Abiona en ressortira avec une vingtaine de documents sous le bras, mais sans hébergement. Il devra revenir dans un mois, et saura si l'Italie, saisie par les autorités françaises, a accepté d'instruire son dossier. Et donc s'il sera obligé de repartircontre son gré.
En théorie, car seuls 10% des "dublinés" sont effectivement reconduits.
Pôle régional spécialisé
"C'est un chiffre trop faible. C'est un accord compliqué à mettre en œuvre (...) On perd leur trace", admet Christophe Debeyer, directeur de l'immigration et de l'intégration à la préfecture du Nord, devenue depuis décembre un pôle régional Dublin, doté de moyens et effectifs spécialisés supplémentaires.
En 2017, les procédures Dublin y ont représenté 41% des 2.384 demandes d'asile.
"On a beaucoup, beaucoup de dossiers", reconnaît Audrey Vanhersecke, cheffe du pôle, qui se félicite d'avoir réduit les délais à deux semaines pour un premier rendez-vous, tout en se défendant de devoir mettre en œuvre une politique du chiffre.
Une fois l'accord du pays responsable acté, la préfecture a généralement six mois pour renvoyer le demandeur. Mais pas une semaine ne passe sans que des affaires "recours pour excès de pouvoir" contre ces arrêtés de transferts ne passe au tribunal administratif de Lille.
Une bataille juridique nourrie d'alinéas, de délais, de vices de procédures s'engage. "Tout le monde a conscience que c'est un système lourd, compliqué", explique Philippe Trottier, vice-président de la juridiction, où là aussi, un service spécialisé a vu le jour.
Les contentieux liés aux étrangers a augmenté de 35,3% en 2017, représentant 44,3% de l'activité du tribunal.
Un contentieux 'hyper technique'
"L'idée (de Dublin) est simple, mais quand on applique les différents critères, ça commence à devenir très compliqué", témoigne l'un des quatre magistrats spécialisés, Jacques Krawczyk. "C'est un contentieux hyper technique, il est plus technique qu'humain".
Après une annulation, les préfectures peuvent prendre un nouvel arrêté. Ainsi, le dossier d'une famille arménienne est revenu pour la quatrième fois devant la juridiction.
"Dublin est utilisé à toutes les sauces. On s'arrache les cheveux pour savoir comment trouver une solution", tempête l'avocat spécialisé Me Norbert Clément. "C'est kafkaïen".
"La préfecture peut prendre autant de décisions de transfert qu'elle veut. Ils peuvent, à six mois moins deux jours, prendre une nouvelle décision et puis rebelote, c'est reparti, ça ne se terminera jamais", abonde Me Julie Gommeaux, qui suit des dossiers vieux de deux ans.

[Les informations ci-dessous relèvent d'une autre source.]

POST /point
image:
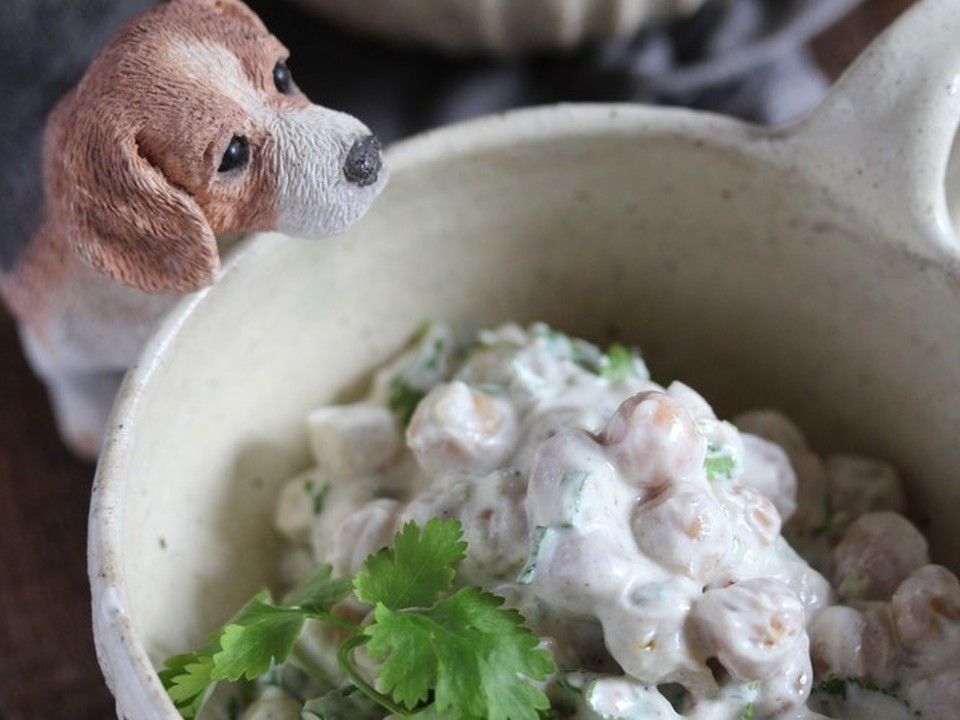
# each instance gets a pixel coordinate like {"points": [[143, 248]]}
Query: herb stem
{"points": [[351, 671]]}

Pour M. Debeyer, il faut tout faire pour "éviter que la France ne devienne trop rapidement responsable" de la demande d'asile. "On conteste régulièrement en appel, avec des taux de succès très élevés", se félicite-t-il. "C'est l'étage de l'exécution qui nous fait défaut", regrette-t-il, en s'en remettant à une proposition de loi adoptée mi-février à l'Assemblée nationale qui devrait faciliter le placement en rétention des "dublinés".
Ce qui pourrait bien arriver à Nawrooz et Hamon, un couple de Kurdes d'Irak déboutés de l'asile en Finlande. Convoqués le 20 mars, "conformément à la décision de transfert du 19 septembre", ils pourront "faire l'objet d'un placement en centre de rétention administrative afin de rendre effective la mesure".
"En Finlande, nous n'avons pas eu l'asile", se désespère, en français, Nawrooz, 30 ans, logée chez des bénévoles près de Lille. "Si on nous envoie en Finlande, alors on sera envoyé tout de suite pour l'Irak, où on risque de mourir."